A R Pickett > wrote:
: I haven't posted for awhile, my life is unsettled. Both my husband and I
: are T2. I am more inclined to attempt to rein in my sweet tooth, he still
: likes his unfettered and demanding. So I'm always on the lookout for ideas
: for dessert.

: I've tried Splenda's cheesecake recipie with good results, and today came up
: with this:

: 2 cups dried bread crumbs - I had a mixture of whole grain and white crumbs
: in the freezer which I made from the dry ends of loaves of bread and just
: kept for "whenever"
: 1/4 c melted butter
: 2 eggs
: 2 cups plain unsweetened almond milk
: 1/2 cup Splenda
: 1/2 tsp cinnamon
: 1/4 tsp nutmeg
: 1/4 tsp salt
: 1 cup of add-ins consisting of some diced cranberries, some dried
: blueberries, some dried cherries, and some diced walnuts. The berries were
: just the amounts left over from other various projects

: I put the bread crumbs in a small greased pyrex dish, added the butter and
: stirred it up.

: I beat the eggs, added the almond milk, the Splenda and the spices and beat
: them well together, then stirred in the fruit and nuts and poured the
: mixture over the bread crumbs.

: Baked it for 1 hr 10 min at 325 degrees.

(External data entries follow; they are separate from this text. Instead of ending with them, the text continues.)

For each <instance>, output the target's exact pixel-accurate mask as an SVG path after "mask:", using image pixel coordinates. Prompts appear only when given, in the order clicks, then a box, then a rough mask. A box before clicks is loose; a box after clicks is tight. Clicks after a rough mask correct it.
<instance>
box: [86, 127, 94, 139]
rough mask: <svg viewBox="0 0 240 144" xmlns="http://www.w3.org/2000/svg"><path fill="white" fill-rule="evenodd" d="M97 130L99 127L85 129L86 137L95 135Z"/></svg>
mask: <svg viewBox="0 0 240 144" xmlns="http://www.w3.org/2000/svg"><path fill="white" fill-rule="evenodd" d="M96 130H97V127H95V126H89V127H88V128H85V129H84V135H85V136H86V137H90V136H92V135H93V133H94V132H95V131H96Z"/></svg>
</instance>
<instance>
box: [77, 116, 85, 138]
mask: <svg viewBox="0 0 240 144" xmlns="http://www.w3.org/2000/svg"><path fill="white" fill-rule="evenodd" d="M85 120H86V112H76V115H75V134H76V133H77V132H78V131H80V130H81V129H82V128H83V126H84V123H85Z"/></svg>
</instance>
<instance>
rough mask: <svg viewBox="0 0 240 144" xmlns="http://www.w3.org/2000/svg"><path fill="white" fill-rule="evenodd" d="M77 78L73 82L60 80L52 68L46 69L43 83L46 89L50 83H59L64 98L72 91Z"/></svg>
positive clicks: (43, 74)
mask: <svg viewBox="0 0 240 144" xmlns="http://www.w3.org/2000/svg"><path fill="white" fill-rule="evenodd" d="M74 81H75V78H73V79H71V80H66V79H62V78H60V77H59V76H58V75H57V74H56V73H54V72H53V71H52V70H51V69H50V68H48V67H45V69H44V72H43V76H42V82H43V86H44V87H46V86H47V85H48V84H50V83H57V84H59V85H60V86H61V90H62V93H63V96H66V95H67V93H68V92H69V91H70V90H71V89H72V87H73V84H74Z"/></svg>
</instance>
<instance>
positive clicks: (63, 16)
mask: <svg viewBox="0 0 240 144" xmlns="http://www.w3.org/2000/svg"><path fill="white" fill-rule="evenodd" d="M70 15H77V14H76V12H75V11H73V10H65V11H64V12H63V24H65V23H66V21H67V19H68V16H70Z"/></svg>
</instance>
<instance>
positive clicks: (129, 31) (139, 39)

: It's pretty good, and the sweet tooth guy liked it! I figure a half cup
: serving is one carb, more or less.

: Happy New Year, everyone!
: A R Pickett aka Woodstock

This gives me the idea to try a bred pudding with the low carb Arnolds or
Pepperidge farms breads. I am, already, usuing htem in meatloaves,
stuffing,etc and they work just like regular bread in effect.